# Need help with Measurements!



## Terri232 (Apr 30, 2014)

OK - so I am supposed to be feeding my toy 1/3 cup per day which translates to 1.3 ounces twice daily! Wow - that seems like nothing! Will someone verify that for me. She has been putting on weight and guess what? Seems like hubby has been feeding her 1/3 C twice day. We also give her a cut up fresh string bean and just a tiny bit of chicken....
She weighs 8.4 and must lose some weight so that is why we are putting her on this amount.


----------



## mom2Zoe (Jun 17, 2014)

How old is she? My toy has 1/3 twice a day and she will be a year. The vet thinks it's fine for now. I can't imagine giving her less.
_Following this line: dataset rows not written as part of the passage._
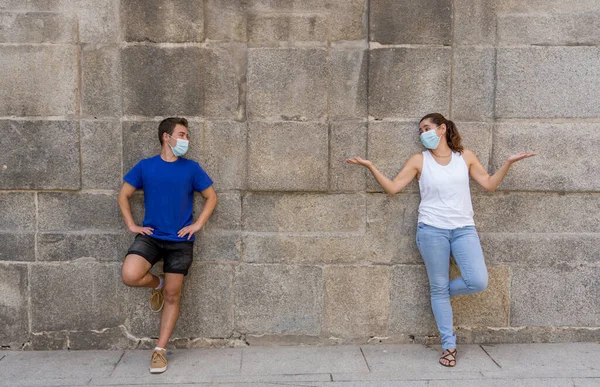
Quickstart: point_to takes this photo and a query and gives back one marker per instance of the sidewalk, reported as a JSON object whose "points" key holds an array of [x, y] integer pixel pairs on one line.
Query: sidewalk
{"points": [[547, 365]]}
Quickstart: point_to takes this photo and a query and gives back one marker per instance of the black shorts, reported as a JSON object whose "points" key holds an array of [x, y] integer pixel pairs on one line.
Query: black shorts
{"points": [[177, 256]]}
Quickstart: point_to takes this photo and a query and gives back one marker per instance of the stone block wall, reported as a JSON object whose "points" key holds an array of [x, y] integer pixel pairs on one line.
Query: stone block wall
{"points": [[302, 248]]}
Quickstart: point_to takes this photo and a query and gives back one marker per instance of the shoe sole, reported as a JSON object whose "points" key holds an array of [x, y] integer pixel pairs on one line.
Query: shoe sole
{"points": [[158, 370]]}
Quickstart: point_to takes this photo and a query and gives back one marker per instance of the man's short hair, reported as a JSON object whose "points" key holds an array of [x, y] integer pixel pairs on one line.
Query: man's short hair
{"points": [[168, 125]]}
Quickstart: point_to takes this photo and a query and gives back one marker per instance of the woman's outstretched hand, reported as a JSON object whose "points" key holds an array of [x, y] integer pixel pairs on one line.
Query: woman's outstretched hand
{"points": [[519, 156], [358, 161]]}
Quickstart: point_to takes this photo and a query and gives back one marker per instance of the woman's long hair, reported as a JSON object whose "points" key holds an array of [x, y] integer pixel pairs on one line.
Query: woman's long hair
{"points": [[452, 135]]}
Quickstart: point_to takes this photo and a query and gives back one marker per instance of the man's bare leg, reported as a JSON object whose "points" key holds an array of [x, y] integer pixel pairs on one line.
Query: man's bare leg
{"points": [[136, 272], [170, 313]]}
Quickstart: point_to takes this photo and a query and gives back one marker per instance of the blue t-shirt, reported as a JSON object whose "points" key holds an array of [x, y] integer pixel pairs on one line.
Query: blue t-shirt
{"points": [[168, 193]]}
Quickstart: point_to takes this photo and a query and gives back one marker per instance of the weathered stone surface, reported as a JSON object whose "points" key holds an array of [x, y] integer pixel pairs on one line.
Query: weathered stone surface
{"points": [[98, 20], [295, 249], [163, 21], [223, 80], [278, 299], [539, 249], [36, 27], [225, 20], [523, 76], [356, 301], [473, 83], [140, 141], [38, 80], [75, 245], [556, 167], [101, 80], [555, 296], [218, 246], [553, 213], [549, 29], [409, 82], [390, 145], [391, 228], [303, 213], [288, 84], [105, 339], [17, 246], [516, 335], [101, 154], [348, 84], [94, 293], [348, 139], [287, 156], [490, 308], [161, 81], [225, 156], [18, 212], [13, 305], [59, 211], [410, 309], [411, 22], [286, 27], [207, 302], [35, 155]]}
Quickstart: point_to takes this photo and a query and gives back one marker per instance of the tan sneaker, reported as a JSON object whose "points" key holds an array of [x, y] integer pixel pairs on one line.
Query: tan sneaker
{"points": [[157, 299], [158, 363]]}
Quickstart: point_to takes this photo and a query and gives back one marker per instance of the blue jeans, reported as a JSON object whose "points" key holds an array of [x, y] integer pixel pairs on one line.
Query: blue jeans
{"points": [[435, 246]]}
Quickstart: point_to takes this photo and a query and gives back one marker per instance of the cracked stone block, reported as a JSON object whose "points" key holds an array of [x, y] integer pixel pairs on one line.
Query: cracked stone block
{"points": [[356, 301], [162, 81], [101, 80], [36, 155], [226, 20], [554, 213], [225, 155], [140, 141], [540, 249], [105, 247], [13, 305], [61, 211], [36, 27], [281, 27], [391, 228], [348, 84], [101, 154], [17, 246], [18, 212], [278, 299], [303, 213], [490, 308], [94, 297], [410, 309], [563, 295], [473, 83], [409, 82], [411, 22], [304, 250], [287, 156], [347, 140], [287, 84], [549, 29], [568, 170], [163, 21], [38, 80], [524, 73]]}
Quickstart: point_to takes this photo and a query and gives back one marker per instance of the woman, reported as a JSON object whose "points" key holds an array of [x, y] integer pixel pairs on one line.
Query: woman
{"points": [[445, 224]]}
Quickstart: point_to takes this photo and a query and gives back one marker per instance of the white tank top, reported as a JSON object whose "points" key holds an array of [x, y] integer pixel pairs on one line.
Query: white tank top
{"points": [[445, 193]]}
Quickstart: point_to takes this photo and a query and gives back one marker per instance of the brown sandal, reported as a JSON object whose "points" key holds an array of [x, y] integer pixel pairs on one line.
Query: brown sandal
{"points": [[450, 357]]}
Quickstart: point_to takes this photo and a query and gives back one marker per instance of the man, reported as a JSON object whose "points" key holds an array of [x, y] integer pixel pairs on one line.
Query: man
{"points": [[169, 182]]}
She gobbles it up and would be starving with less.
She weighs 8lbs last time I checked.


----------



## Tiny Poodles (Jun 20, 2013)

I don't pay too much attention to what the packages say, I go by what my dog's body condition feels like, and increase or decrease the food accordingly. I also have a digital scale to weigh them, but I have gotten so good at judging what they "feel" like, that I always guess their weight precisely right before I put them on the scale!


----------



## georgiapeach (Oct 9, 2009)

Sunny is a large toy at 9.5 lb. I feed him a level 1/4 c. of grain free kibble twice daily. Sometimes I have to cut back slightly if he starts feeling a little chubby.


----------



## twyla (Apr 28, 2010)

Question is why do you have to feed her less? Did her Vet say this? Some Toy poodles are heavier than others, I feed Beatrice a 1/3 cup daily with daily treats she's around 7 lbs Ihave to weigh her.


----------